O objetivo do documento é para evitar que provedores de internet continuem usando o trabalho autoral de jornalistas sem pagar pelo serviço. A declaração afirmando que, a longo prazo, a prática ameaça a produção de conteúdo de qualidade e a existência do jornalismo independente.

“O que está em jogo são os valores democráticos. As sociedades precisam dessas empresas que produzem conteúdo com qualidade e independência. Não há conteúdo independente sem investimento no bom jornalismo”, disse Judith Brito, presidente da Associação Nacional de Jornais.

Autor: luisnassif - Categoria(s): Mídia Tags: , , , ,

79 comentários para “A ofensiva da imprensona”

  1. Uma salada argumentativa para convencer as pessoas a se juntarem a uma campanha que tem, como único objetivo, perpetuar os negócios deles…

  2. Cássio disse:

    “Mal acostumado… você me deixoooou… mal acostumado…!

    Ocorre que o Brasil está mudando e, há anos, não cabe mais na “grade de programação” das Organizações Globo, Band, Record… nem na diagramação dos jornalões e revistas… onde os donos da “verdade” agem como ainda controlassem tudo mais.
    Aliás, essas “grades” não evoluíram em nada… Tomando a TV como exemplo… Faustão, Malhação, Zorra, JN, etc… Décadas da mesma porcaria… repetição mântrica… “educando” o espectador sobre “o que é o Brasil”.

    Para surpreender o espectador, de quando em quando um “Lost”, ou o 15º. Big Brother, ou “24hs” ou qualquer nova bobagem importada.

    É claro que essa galera está assustada. O mamão com açucar pode terminar. E parece que eles tentarão o “tapetão”, Gilmar Dantas será acionado.

  3. marcosb disse:

    Me disseram que todo jornalista que se preze sabe que a informação importante deve ser colocada logo no primeiro parágrafo e isso a declaração de hamburgo faz muito bem:

    The Internet offers immense opportunities to professional journalism – but only if the basis for profitability remains secure throughout the digital channels of distribution.
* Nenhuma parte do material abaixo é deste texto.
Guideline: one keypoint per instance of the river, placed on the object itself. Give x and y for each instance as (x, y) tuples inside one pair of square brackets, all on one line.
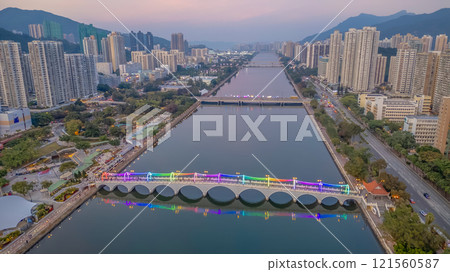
[(176, 225)]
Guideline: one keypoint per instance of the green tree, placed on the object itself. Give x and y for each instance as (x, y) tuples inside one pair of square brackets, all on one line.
[(46, 184), (377, 166), (91, 130), (404, 139), (124, 85), (83, 145), (356, 167), (409, 233), (103, 88), (40, 119), (73, 126), (114, 142), (117, 131), (19, 154), (67, 166), (3, 173), (22, 187), (314, 104)]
This is currently not the case.
    http://www.epceurope.org/hamburgdeclaration/

    Na época eu tive a impressão que o alvo não eram os blogs mas o Google, especificamente o Google News, e promover um protocolo que batizaram como ACAP.
    http://www.epceurope.org/presscentre/archive/International_publishers_demand_new_intellectual_property_rights.shtml

    Logo em seguida o Google deu uma aula de internet pra essa turma mostrando a inutilidade do protocolo
    http://googlepolicyeurope.blogspot.com/2009/07/working-with-news-publishers.html

  4. denilson disse:

    E vc não sabe da pior…

    Isso ai passou no jornal nacional ontém! E uma representante de um sindicato patronal vociferou aquela mesma argumentação final! Quase chorei de rir! O pessoal agora quer passeata para ajudar “pobres” jornalões e revistonas! Só o que me faltava…

  5. Feliciano disse:

    Taí, gostei do “imprensona” para substituir a soberba e arrogante expressão “grande imprensa” !

  6. [...] Os Dinossauros Contra-atacam Antonio Arles É impressionante a voracidade dos dinossauros da chamada “indústria cultural” e das empresas de comunicação. Eles querem porque querem manter um modelo de negócios ultrapassado, punindo usuários de inviabilizando serviços na Rede. Alem da questão econômica, ressalto mais uma vez que existe uma questão política: não é só manter o modelo de negócios que está em jogo, mas, principalmente, manter o monopólio da informação e da produção de bens culturais. Vejam parte de um artigo sem pé nem cabeça publicado no G1 e reproduzido no Blog do Nassif: [...]

  7. Acho que esta mais do que na hora da sociedade civil se organizar e dar o troco. Veja um exemplo: Nos produzimos conteudo em Creative Commons, em geral “share alike” proibindo o uso comercial. Mas a “imprensona” usa muitos conteudos dos blogs, e sem citar a fonte, o que é pior, ja foram diversos flagrantes neste sentido. O mesmo se da na TV que exibe os “videos da internet”. A proposta é processar a midia por violação de direito autoral, hilario eu sei, mas licito. O problema é que na maioria das vezes o produtor do conteudo ou não tem interesse ou não tem grana para uma empreitada destas, e em nossa legislação não podemos ter uma causa representativa, ou seja, uma organização ou pessoas não pode entrar na justiça para valer o direito de uma terceira.